Simulating birth processes

 

The birth process \(\{N(t)\}\) with birth rate \(\lambda\) and initial population size \(N(0) = n_0\) is characterized by the following differential-difference equations for the probability mass functions \(p_n(t) = \Pr(N(t) = n)\):

\[\begin{eqnarray} \frac{{d}p_{n_0}(t)}{{d}t} &=& -\lambda n_0 p_{n_0}(t),\tag{Eq:Birth0}\\ \frac{{d}p_{n}(t)}{{d}t} &=& \lambda(n-1)p_{n-1}(t)-\lambda n p_{n}(t), ~~ (n \geq n_0 + 1)\tag{Eq:Birthn} \end{eqnarray}\]

with the initial condition

\[p_{n}(0) = \delta_{n, n_0}.\]

See also: Birth process

Here, we want to simulate this process numerically to obtain some concrete sample paths like this one:

To do so, we first discretize the time variable so that we consider time steps with some small interval \(\delta t\): \(N(0), N(\delta t), N(2\delta t), N(3\delta t), \cdots, N(k\delta t), \cdots\). 

Next, we exploit the Markov property of the birth process: Every birth is the first birth since the last one. That is, given \(N(t) = n_t\) at time \(t\), we may regard this as the "initial" condition for the next step: \(N(t+\delta t) = n_t\) or \(n_t+1\). We can solve (Eq:Birth0) (with \(n_0\) replaced with \(n_t\)) to find \(p_{n_t}(t + \delta t)\) with the "initial" condition \(p_{n}(t) = \delta_{n,n_t}\). A bit of exercise gives

\[p_{n_t}(t + \delta t) = e^{-\lambda n_t \delta t},\]

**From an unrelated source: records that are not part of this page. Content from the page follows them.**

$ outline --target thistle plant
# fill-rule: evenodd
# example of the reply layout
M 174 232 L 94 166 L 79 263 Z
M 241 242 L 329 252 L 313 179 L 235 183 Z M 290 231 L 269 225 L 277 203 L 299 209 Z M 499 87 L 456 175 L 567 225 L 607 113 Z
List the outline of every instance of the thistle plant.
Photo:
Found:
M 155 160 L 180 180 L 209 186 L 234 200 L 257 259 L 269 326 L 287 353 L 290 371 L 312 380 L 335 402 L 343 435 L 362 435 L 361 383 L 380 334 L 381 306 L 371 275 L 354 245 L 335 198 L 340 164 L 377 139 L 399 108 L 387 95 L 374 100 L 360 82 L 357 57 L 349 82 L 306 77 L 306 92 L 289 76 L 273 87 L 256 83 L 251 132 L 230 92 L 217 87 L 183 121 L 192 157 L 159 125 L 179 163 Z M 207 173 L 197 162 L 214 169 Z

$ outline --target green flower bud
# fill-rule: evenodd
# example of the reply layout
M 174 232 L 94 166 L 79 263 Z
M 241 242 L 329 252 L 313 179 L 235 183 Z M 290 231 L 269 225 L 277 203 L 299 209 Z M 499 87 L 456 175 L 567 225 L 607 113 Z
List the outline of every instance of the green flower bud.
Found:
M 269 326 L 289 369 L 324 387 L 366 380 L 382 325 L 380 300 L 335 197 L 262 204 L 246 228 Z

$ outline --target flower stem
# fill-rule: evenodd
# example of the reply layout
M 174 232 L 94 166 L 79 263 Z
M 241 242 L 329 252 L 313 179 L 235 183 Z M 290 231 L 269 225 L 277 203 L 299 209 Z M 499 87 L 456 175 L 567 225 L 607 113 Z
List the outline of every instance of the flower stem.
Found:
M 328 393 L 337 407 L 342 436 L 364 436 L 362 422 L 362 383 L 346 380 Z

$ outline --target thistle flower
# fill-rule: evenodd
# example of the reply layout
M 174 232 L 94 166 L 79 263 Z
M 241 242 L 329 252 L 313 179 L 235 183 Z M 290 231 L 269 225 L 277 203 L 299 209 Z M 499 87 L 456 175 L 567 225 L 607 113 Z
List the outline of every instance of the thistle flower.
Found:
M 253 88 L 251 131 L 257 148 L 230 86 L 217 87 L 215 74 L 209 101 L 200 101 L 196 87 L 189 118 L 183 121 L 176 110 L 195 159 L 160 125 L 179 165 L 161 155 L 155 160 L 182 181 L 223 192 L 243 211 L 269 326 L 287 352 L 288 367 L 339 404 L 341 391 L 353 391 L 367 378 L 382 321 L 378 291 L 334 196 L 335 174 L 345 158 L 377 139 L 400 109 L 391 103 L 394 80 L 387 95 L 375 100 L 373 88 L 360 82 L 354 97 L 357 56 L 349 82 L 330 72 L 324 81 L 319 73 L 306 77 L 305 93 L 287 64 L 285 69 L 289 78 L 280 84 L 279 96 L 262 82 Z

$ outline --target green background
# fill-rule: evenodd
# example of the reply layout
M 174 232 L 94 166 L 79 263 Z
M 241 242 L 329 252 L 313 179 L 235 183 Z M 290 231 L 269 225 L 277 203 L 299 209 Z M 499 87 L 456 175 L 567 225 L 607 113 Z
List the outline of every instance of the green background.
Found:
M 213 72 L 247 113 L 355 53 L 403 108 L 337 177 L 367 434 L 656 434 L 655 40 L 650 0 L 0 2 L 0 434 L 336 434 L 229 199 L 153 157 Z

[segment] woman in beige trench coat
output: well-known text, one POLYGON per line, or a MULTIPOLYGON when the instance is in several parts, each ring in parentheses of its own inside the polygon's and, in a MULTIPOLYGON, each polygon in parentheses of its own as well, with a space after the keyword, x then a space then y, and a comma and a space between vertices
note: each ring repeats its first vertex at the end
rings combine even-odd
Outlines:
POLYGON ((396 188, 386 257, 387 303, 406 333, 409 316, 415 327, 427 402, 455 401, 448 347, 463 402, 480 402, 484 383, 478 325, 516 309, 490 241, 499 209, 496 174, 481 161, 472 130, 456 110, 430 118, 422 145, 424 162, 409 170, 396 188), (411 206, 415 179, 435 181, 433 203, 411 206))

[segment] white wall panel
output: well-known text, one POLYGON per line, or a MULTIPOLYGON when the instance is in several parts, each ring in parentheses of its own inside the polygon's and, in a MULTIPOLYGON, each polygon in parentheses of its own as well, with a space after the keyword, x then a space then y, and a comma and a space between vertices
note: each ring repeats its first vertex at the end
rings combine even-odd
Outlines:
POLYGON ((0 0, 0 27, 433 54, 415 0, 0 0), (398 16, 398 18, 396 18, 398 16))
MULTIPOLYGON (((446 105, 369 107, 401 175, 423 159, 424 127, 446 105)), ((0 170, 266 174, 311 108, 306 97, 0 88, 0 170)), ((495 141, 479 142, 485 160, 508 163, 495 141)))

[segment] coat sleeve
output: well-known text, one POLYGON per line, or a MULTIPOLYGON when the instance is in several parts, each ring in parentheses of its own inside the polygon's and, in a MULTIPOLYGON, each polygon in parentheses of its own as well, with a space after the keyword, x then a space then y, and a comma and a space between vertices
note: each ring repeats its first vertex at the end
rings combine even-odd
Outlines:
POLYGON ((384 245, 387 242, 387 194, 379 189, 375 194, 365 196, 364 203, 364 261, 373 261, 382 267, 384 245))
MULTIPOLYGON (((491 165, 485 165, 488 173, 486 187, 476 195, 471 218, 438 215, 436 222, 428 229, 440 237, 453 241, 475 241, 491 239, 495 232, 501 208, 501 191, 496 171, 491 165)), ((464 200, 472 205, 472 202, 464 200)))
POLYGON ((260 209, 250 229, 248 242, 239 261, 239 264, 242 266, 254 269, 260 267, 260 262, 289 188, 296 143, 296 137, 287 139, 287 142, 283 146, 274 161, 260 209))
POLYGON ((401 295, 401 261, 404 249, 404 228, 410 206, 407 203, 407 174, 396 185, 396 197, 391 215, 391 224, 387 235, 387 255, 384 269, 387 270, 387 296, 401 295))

which is the probability that \(N(t + \delta t) = n_t\) (i.e., no birth during \(\delta t\)). Accordingly, we have the probability that \(N(t+\delta t) = n_t + 1\) (i.e., one birth during \(\delta t\)) as

\[p_{n_t+1}(t + \delta t) = 1 - e^{-\lambda n_t \delta t}.\]

Thus, the algorithm for simulating the birth process is the following:

1. Set \(N(0) = n_0\); set k = 0.
2. Generate a uniformly distributed random number \(r \in [0, 1)\).
3. If \(r < 1 - e^{-\lambda \delta t N(k\delta t)}\), then set \(N((k+1)\delta t) = N(k\delta t) + 1\); Otherwise, set \(N((k+1)\delta t) = N(k\delta t)\).
4. Update \(k := k + 1\), go to Step 2, and repeat.